Personal information
- Born: 2 May 1994 (age 32)

Sport
- Country: Belgium
- Sport: Triathlon

Medal record
Women's triathlon
Representing Belgium
European Games
| Bronze medal – third place | 2023 Kraków-Małopolska | Individual |
European Championships
| Gold medal – first place | 2025 Istanbul | Individual |
| Silver medal – second place | 2026 Tarragona | Individual |

= Jolien Vermeylen =

Belgian triathlete (born 1994)

Jolien Vermeylen (born 2 May 1994) is a Belgian triathlete.

In June 2023, she finished third in the women's event at the European Games in Poland. In 2024, she finished 24th in the women's triathlon at the Summer Olympics in Paris.

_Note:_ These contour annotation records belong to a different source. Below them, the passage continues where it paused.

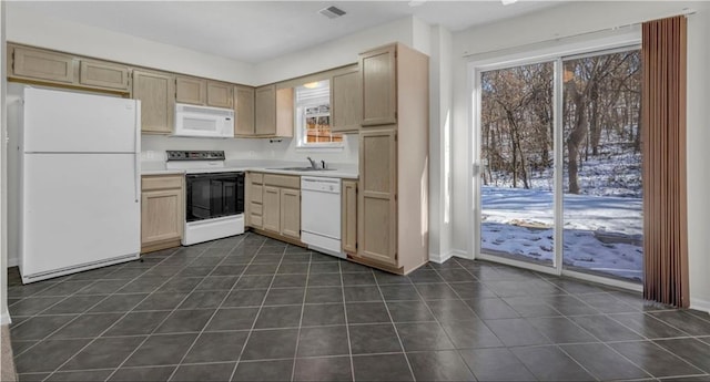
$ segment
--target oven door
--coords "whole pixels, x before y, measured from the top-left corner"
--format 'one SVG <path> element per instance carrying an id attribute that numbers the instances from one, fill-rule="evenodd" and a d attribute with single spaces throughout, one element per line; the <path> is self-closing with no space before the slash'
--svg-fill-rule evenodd
<path id="1" fill-rule="evenodd" d="M 244 173 L 187 174 L 185 220 L 244 213 Z"/>

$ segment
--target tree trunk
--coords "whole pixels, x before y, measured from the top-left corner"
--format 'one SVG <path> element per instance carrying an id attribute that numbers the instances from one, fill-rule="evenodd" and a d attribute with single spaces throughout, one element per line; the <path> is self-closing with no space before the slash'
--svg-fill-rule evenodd
<path id="1" fill-rule="evenodd" d="M 585 136 L 587 135 L 587 110 L 584 95 L 579 94 L 576 89 L 574 90 L 574 93 L 570 93 L 570 95 L 575 100 L 576 117 L 575 127 L 569 134 L 569 137 L 567 137 L 567 159 L 569 161 L 569 193 L 579 194 L 579 167 L 577 161 L 579 158 L 579 145 L 585 141 Z"/>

Shortly after the 2024 Summer Olympics, Vermeylen won her first gold medal on the world stage at the World Triathlon Cup Tongyeon.
Vermeylen followed this up with more wins in 2025, first at the Europe Triathlon Cup Holten, and then at the Supertri Toronto. Vermeylen capped off 2025 with European championship wins in both the Sprint and Standard Olympic disciplines.

In May 2026 she became victorious in the 4th season of the Flemish TV show The Container Cup. She was the best female contestant after 7 disciplines (running, monkey bars, indoor rowing, golf, shooting, bench press and cycling) and was the final winner of the season.